Cruz expected that all major and minor roads leading out of the District were now closed. The Metro was down. He hadn’t heard a plane in the sky in hours. Few cars had passed, and even fewer helicopters were flying in the relentless rain.
He traversed north along the muddy slope, using the shadows thrown by streetlights and buildings up on Twenty-Sixth to make out downed logs and low-hanging tree branches. He reached the M Street bridge and crawled through the brush and up the side of the embankment by the abutment.
Above him on the bridge, he heard two distraught-sounding women hurrying toward Georgetown and talking about President Hobbs’s death. Cruz allowed himself a moment of congratulation, a mental pat on the back for a job not only complete but well executed. All in all.
He considered climbing the rest of the way up to the street and just crossing it with his head down to the rain, the way he imagined the women who’d just passed him had done. But instinct overruled the idea. He scrambled back down and beneath the bridge.
Cruz stopped there when he heard a mechanical noise in the distance. Tanks!
They were bringing in soldiers and tanks. Of course they were. Larkin had declared martial law, hadn’t he?
For a moment, the assassin felt unnerved. It was one thing to evade police and even federal agents, but an army?
It won’t be an army, he told himself. They’ll be brought in as a presence, a threat. There won’t be a soldier on every corner. Or will there?

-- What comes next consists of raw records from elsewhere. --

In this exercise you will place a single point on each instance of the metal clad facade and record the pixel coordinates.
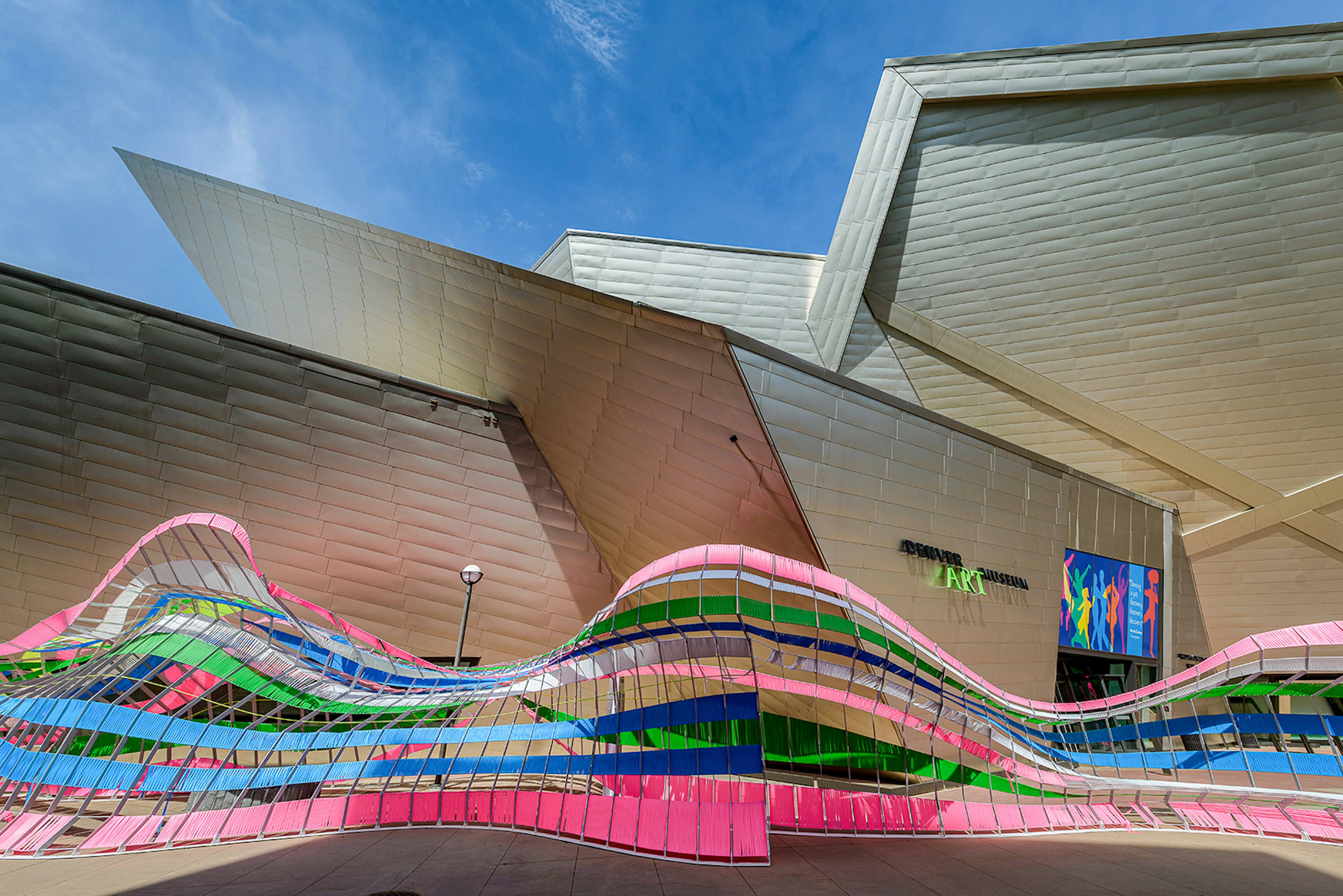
(633, 408)
(871, 473)
(361, 495)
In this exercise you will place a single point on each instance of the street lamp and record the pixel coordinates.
(470, 575)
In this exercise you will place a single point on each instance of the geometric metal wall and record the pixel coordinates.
(364, 491)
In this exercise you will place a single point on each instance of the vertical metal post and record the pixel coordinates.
(461, 632)
(1167, 597)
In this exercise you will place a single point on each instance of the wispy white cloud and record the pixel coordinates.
(598, 26)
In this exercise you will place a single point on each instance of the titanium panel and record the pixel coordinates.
(880, 159)
(1191, 226)
(633, 408)
(759, 293)
(1313, 51)
(362, 494)
(871, 358)
(871, 473)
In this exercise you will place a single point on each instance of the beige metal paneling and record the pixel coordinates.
(1174, 256)
(1271, 580)
(880, 159)
(1307, 51)
(763, 295)
(358, 494)
(871, 358)
(871, 472)
(632, 406)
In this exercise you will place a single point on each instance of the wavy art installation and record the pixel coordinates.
(724, 695)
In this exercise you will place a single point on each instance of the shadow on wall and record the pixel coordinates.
(430, 863)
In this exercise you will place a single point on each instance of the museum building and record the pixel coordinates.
(1061, 393)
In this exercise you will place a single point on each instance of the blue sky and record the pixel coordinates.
(489, 127)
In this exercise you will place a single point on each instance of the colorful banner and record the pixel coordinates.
(1108, 605)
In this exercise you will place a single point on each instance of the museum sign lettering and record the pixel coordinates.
(954, 573)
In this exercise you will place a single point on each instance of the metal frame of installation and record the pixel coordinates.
(726, 694)
(898, 540)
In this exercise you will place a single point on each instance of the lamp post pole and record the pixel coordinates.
(470, 575)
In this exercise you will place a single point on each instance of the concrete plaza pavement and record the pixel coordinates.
(497, 863)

Cruz shook off the questions. In dire situations such as this, he’d always found it better to stick to the plan and execute it rather than ponder it to death.

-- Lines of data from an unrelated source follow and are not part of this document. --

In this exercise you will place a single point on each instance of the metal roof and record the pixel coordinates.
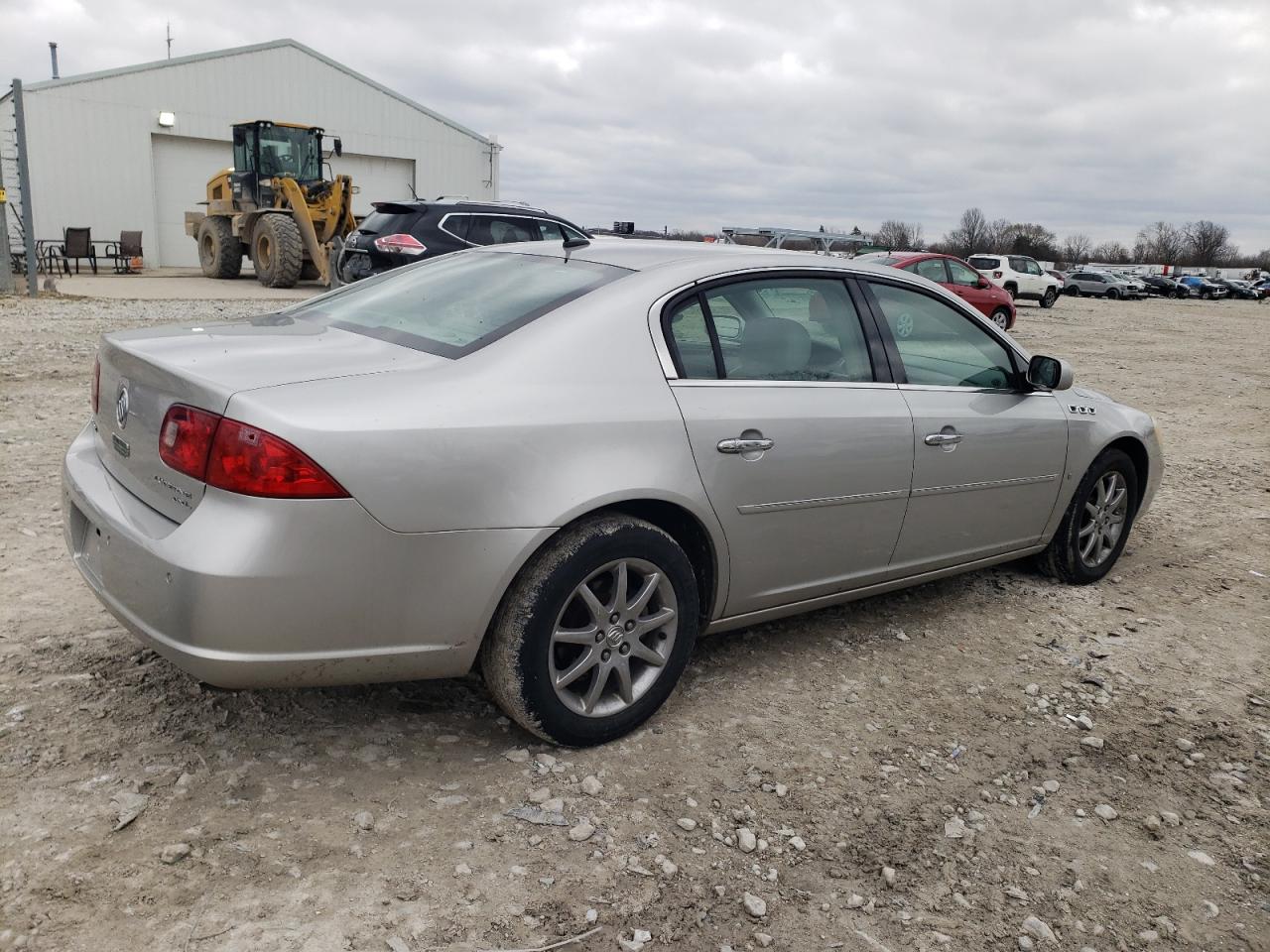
(239, 51)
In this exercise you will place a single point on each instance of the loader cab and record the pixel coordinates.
(266, 150)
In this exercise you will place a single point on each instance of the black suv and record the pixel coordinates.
(400, 232)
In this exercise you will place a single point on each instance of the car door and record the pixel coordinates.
(988, 452)
(804, 451)
(964, 282)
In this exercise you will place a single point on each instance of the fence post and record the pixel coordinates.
(28, 223)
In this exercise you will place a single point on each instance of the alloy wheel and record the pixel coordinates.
(613, 638)
(1102, 521)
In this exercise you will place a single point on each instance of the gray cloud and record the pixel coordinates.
(712, 112)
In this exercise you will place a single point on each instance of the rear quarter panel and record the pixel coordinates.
(567, 414)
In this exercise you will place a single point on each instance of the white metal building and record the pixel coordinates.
(99, 157)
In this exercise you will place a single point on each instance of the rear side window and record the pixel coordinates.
(771, 329)
(500, 230)
(391, 220)
(930, 268)
(456, 303)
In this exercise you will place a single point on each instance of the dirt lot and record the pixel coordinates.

He kept on to the north of the bridge where Twenty-Sixth hit that dead end. When he climbed up to the edge of the park, he could see back to M Street, where one tank had blocked the entrance to the bridge. A second was continuing on toward Georgetown.

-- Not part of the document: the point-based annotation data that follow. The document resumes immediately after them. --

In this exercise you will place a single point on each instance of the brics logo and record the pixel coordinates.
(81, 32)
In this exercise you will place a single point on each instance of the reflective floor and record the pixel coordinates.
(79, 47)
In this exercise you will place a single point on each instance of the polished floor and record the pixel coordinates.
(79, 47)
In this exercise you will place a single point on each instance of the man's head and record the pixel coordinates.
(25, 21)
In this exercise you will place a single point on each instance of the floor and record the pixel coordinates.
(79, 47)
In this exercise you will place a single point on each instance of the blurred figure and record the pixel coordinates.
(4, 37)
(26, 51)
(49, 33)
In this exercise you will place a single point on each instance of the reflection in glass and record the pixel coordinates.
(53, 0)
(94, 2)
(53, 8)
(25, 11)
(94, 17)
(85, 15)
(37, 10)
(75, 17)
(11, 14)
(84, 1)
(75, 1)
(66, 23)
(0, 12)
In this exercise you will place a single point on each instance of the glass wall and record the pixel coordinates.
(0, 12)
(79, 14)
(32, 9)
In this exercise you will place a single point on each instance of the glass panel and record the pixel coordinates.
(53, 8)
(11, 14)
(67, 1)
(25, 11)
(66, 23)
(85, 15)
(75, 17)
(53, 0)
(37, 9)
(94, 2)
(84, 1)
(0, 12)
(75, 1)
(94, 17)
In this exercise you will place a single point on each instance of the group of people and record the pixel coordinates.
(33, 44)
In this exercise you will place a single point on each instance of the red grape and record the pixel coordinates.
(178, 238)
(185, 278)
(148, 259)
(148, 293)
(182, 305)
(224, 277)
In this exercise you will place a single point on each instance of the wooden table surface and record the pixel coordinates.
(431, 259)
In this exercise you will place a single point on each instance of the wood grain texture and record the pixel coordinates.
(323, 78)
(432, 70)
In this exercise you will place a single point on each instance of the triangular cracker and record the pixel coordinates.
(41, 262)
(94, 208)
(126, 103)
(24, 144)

Cruz crept across the slope, peering up at the lights in the nearest apartment building, then focusing on two windows on the third floor on adjacent walls of a corner. When he got the angle right, and still watching those two windows, he slid down the hill and shuffled his feet through the leaves, wondering if the dry bag could have been found by a kid exploring in the park or by a nosy dog. Or maybe the rain had flushed the drain cover off and then out and...
His heel found the edge of the corrugated drainpipe, which was belching water. Cruz got around and below it, felt for the edge of the cover, and pried it off. The dry bag slid out and fell at his feet before he could reach inside. He knew smiling would be torture, but he grinned anyway.
Cruz did his best not to moan at the pain as he stooped to pick the dry bag up, thinking, Now? Now I’ve got a real chance .
Cruz sidestepped slowly down the steep slope, the rubber bag held out in front of him to block the branches he couldn’t see in the darkness and rain. Several hundred yards to his north and down on the parkway, those blue lights were still flashing, and behind them he saw the bulk of yet another tank.